We held our first-ever Domestic Investment Forum in August last year. Since then, we have worked extensively with medium-sized enterprises. Our track record on ease of doing business continues to improve. We are collaborating with the Nigeria Customs Service, and the National Single Window Project will go live in a few months. Technical teams are actively working on the Nigeria Single Window infrastructure. Several reforms have been implemented, including the establishment of special economic zones and improvements to the tax architecture. These reforms are not isolated; they are interconnected and designed to create an enabling environment. Export facilitation is a primary focus. We are currently running programs with sub-national and local governments, visiting each local government area to identify their competitive export advantages. Nigeria has firmly embraced the African Continental Free Trade Area (AfCFTA) and has increased its exports to Africa. The UAE is also seeking a base in Africa. Nigerian businesses will export not only to Africa but to the rest of the world through the Middle East hub. Nigerian products and innovation should never be underestimated. The role of government is to provide an enabling framework to ensure the agreement delivers real value. This agreement is not one-sided; it was negotiated to be a win-win. I am pleased that the inter-ministerial team delivered an outcome that benefits the Nigerian economy.

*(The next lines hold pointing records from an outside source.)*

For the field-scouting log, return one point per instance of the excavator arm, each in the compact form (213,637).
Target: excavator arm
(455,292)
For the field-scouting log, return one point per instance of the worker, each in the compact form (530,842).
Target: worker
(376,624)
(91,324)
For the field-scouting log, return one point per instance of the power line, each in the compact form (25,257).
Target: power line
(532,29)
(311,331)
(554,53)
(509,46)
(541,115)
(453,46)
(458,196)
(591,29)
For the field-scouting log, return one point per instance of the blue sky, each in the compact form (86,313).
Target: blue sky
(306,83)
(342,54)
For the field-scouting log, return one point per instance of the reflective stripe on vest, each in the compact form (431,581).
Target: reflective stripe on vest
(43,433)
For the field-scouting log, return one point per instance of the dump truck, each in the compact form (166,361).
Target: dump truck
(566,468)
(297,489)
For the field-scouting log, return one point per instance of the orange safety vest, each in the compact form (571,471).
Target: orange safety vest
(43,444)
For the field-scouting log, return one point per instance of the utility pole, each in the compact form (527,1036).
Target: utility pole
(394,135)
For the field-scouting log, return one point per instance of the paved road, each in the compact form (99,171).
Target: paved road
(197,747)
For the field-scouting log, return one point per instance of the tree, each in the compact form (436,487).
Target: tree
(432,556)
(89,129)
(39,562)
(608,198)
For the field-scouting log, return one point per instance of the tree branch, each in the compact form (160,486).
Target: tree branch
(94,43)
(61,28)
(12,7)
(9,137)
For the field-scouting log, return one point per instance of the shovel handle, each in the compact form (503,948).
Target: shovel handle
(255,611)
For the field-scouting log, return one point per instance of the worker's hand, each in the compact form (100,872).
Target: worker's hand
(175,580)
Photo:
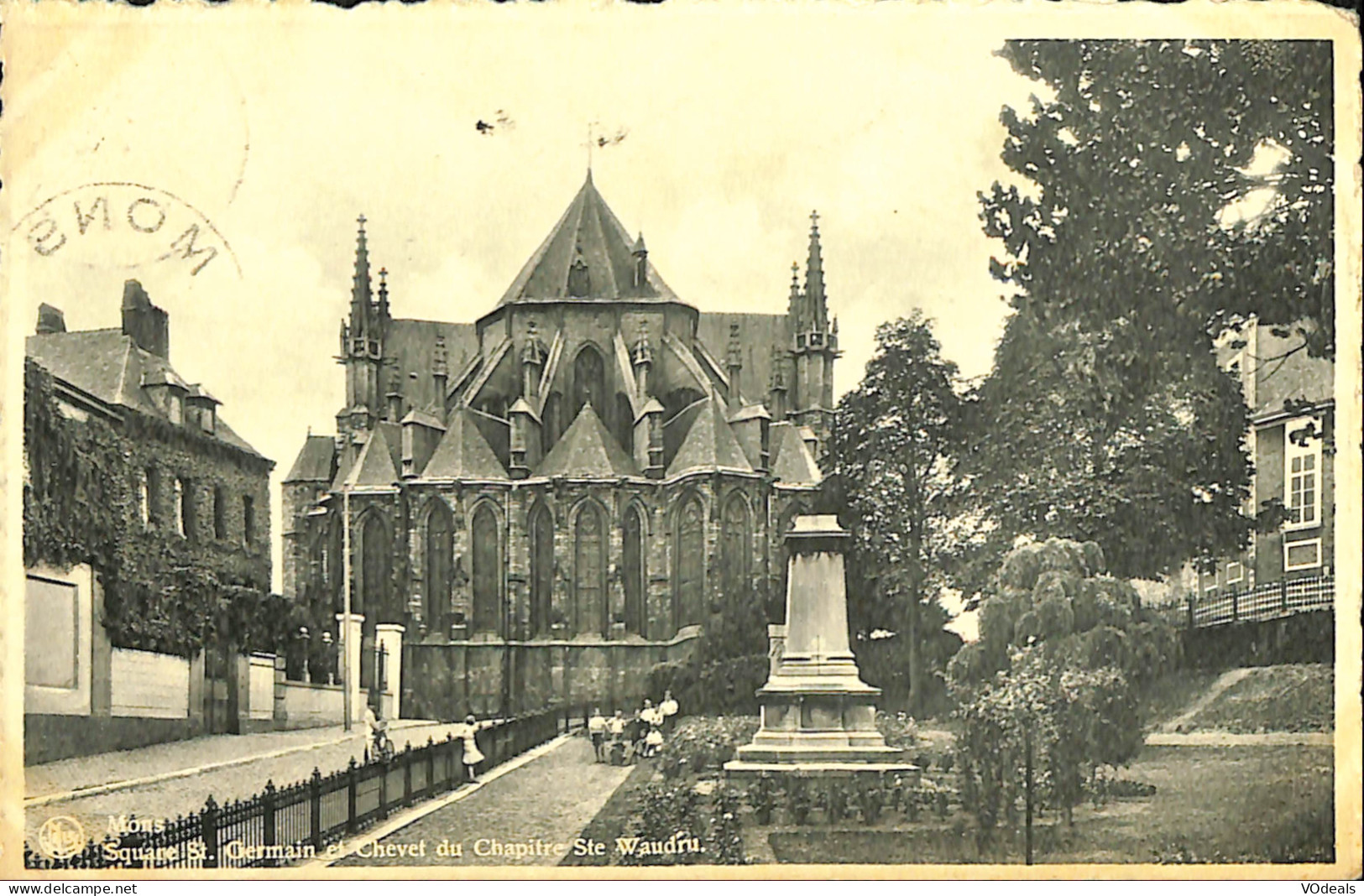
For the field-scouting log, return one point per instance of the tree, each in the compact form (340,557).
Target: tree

Realistically, how many jobs can this deal generate? Can the average Nigerian farmer or entrepreneur begin exporting to the UAE immediately under this framework?
Some provisions take effect immediately, while others will be implemented over three to five years. Consider the Lagos–Calabar Coastal Highway alone, how many jobs has it already generated? The opening of the financial services sector to the UAE will also attract foreign direct investment. Not every business will be export-ready immediately. That is why we are rolling out programs across all local government councils. We do not expect nano businesses to face the full rigours of international competition. This is where clusters and cooperatives come in. Government agencies such as the Nigerian Export Promotion Council, NEXIM, BOI, and SMEDAN are actively training, coaching, and supporting exporters. This is not theoretical. Last year, we opened an air-cargo corridor in partnership with Uganda. Thirteen Eastern and Southern African countries have since expressed interest in Nigerian products, snacks, zobo, plantain chips, apparel, fashion, and more. The demand is real. The African market is vibrant and hungry. We are facilitating export training and improving standards nationwide to enhance the value, competitiveness, and trade-readiness of Nigerian businesses.